AI translation of literary texts is "fine", but readers still prefer human translations

2026-06-24Computation and Language

Computation and Language
AI summary

The authors studied how readers experience AI-generated translations of novels compared to human translations. They asked readers to evaluate excerpts from books originally in French, Polish, and Japanese, translated into English by both humans and AI. Readers generally found AI translations acceptable but preferred human ones for clarity and immersion. Interestingly, readers often could not reliably tell which translation was AI-made and liked the one they thought was human. The authors also found that automatic evaluation tools do not match readers’ actual preferences and have shared their detailed dataset for further research.

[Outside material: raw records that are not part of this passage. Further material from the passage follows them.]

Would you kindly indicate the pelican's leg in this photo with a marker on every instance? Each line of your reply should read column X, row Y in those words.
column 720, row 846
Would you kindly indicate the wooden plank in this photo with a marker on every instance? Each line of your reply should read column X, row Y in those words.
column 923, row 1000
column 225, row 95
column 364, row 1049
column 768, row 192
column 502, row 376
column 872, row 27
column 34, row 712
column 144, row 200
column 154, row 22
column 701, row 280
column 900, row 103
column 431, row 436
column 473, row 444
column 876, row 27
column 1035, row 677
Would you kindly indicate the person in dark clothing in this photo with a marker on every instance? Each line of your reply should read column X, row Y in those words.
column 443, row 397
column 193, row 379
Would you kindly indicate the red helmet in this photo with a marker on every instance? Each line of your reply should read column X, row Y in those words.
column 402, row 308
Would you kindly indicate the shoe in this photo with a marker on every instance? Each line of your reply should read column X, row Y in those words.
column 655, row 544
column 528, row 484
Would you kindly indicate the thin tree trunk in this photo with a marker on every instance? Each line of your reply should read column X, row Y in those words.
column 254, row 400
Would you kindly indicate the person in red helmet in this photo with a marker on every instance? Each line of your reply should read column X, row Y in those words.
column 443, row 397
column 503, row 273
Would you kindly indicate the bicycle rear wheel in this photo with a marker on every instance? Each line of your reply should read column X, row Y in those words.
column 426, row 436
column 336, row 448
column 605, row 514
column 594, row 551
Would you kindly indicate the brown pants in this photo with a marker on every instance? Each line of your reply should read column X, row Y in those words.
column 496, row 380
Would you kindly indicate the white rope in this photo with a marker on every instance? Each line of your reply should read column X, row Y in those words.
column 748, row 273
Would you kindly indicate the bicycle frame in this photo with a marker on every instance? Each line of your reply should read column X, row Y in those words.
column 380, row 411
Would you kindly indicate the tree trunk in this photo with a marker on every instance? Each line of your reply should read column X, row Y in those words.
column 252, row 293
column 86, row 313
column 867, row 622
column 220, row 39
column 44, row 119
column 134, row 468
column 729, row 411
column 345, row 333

machine translationhuman translationlarge language modelliterary translationreader evaluationimmersive readingautomatic metricstranslation qualitydatasetAI in literature
Authors
Yves Ferstler, Adam Podoxin, Ty Brassington, Roman Grundkiewicz, Maite Taboada, Marzena Karpinska
Abstract
AI translation of literary works is increasingly common. While the content may be rendered adequately, we do not know enough about how readers experience it in terms of immersiveness and literary effect, aspects poorly captured by automatic machine translation metrics or human evaluation targeting fluency and adequacy. We ask 15 avid readers to compare recently published human translations (HT) to machine translations (MT) generated with an agentic large language model (LLM)-based pipeline, for 15 recent novels in French, Polish, and Japanese and translated into English. Readers evaluated approximately 8K-word excerpts in two conditions: immersive reading of the whole excerpt (30 comparisons) and close reading of 386 aligned HT-MT chunk pairs (772 comparisons), with two readers per book and in alternating order of presentation. Overall, readers find MT "fine", but prefer HT (slightly at excerpt-level 19/30, more clearly at chunk-level 522/772) for its ease, clarity, and immersive nature. Readers' highlights show that MT's quality varies more within one book than HT's does. Crucially, readers cannot reliably tell the two apart (17/30 guess correctly) and tend to prefer the version they believe to be human. Automatic metrics, including LLM-as-a-judge approaches, fail to recover reader preferences and favor MT. We release LAIT (Literary AI Translation), a reader-centered evaluation dataset with 1K reader comments, 2K judgments and preference ratings, and 7.2K span-level annotations, along with our evaluation protocol and supporting interface.